ATI RN
ATI Comprehensive Exit Exam 2023 With NGN
1. A client is experiencing a panic attack. Which of the following actions should the nurse take first?
- A. Instruct the client to take deep, slow breaths.
- B. Administer an anti-anxiety medication.
- C. Remain with the client and offer reassurance.
- D. Encourage the client to use distraction techniques.
Correct answer: C
Rationale: During a panic attack, the priority action for the nurse is to remain with the client and offer reassurance. This helps provide a sense of safety and security, which can aid in reducing the client's anxiety. Instructing the client to take deep, slow breaths (Choice A) can be beneficial but should come after providing immediate support. Administering medication (Choice B) should not be the first intervention unless deemed necessary by the healthcare provider. Encouraging distraction techniques (Choice D) may not be as effective initially as providing direct support and reassurance.
2. A nurse is planning care for a client who has pneumonia. Which of the following actions should the nurse take to promote airway clearance?
- A. Perform chest physiotherapy every 4 hours.
- B. Suction the client every 2 hours.
- C. Encourage the client to increase fluid intake.
- D. Administer oxygen via nasal cannula.
Correct answer: C
Rationale: Encouraging the client to increase fluid intake is essential in promoting airway clearance for a client with pneumonia. Increased fluid intake helps thin secretions, making it easier for the client to clear their airways. Chest physiotherapy (Choice A) is more focused on mobilizing secretions and may not be suitable for all clients with pneumonia. Suctioning (Choice B) is indicated for clients who have excessive secretions that they cannot manage effectively themselves.
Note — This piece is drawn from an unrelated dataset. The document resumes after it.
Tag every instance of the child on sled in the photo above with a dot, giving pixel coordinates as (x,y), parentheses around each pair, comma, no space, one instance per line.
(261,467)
Administering oxygen via nasal cannula (Choice D) is important for clients with pneumonia to maintain adequate oxygenation, but it does not directly promote airway clearance.
3. What is the most critical lab value to monitor for a patient on heparin therapy?
- A. Monitor aPTT levels
- B. Monitor platelet count
- C. Monitor INR levels
- D. Monitor sodium levels
Correct answer: A
Rationale: The correct answer is to monitor aPTT levels. Activated Partial Thromboplastin Time (aPTT) is crucial for assessing the therapeutic effectiveness of heparin, as it reflects the intrinsic pathway of the coagulation cascade. Monitoring aPTT helps ensure that the patient is within the therapeutic range of heparin, minimizing the risk of bleeding complications. Platelet count (choice B) is important to assess for potential heparin-induced thrombocytopenia but is not the primary lab value to monitor during heparin therapy. INR levels (choice C) are monitored in patients on warfarin therapy, not heparin. Sodium levels (choice D) are not directly related to heparin therapy monitoring.
4. A nurse is caring for a client who has a prescription for spironolactone. Which of the following foods should the nurse recommend?
- A. Chicken breast
- B. Pasta
- C. Spinach
- D. Yogurt
Correct answer: A
Rationale: Correct Answer: Chicken breast. Spironolactone is a potassium-sparing diuretic, meaning it helps the body retain potassium. Foods high in potassium, like spinach and yogurt, should be avoided when taking spironolactone to prevent hyperkalemia. Chicken breast, being a low-potassium protein source, is a suitable recommendation for clients on spironolactone therapy.
5. A nurse is caring for a client who is at risk for developing deep vein thrombosis (DVT). Which of the following interventions should the nurse implement?
- A. Massage the client's legs every 4 hours.
- B. Administer prophylactic antibiotics.
- C. Apply sequential compression devices to the client's legs.
- D. Encourage the client to remain on bed rest.
Correct answer: C
Rationale: Applying sequential compression devices is the appropriate intervention for a client at risk for developing deep vein thrombosis (DVT). This intervention helps prevent venous stasis by promoting circulation in the lower extremities, reducing the risk of DVT. Massaging the client's legs every 4 hours is contraindicated as it can dislodge a blood clot and increase the risk of embolism. Administering prophylactic antibiotics is not indicated for preventing DVT. Encouraging the client to remain on bed rest can contribute to venous stasis and increase the risk of developing DVT.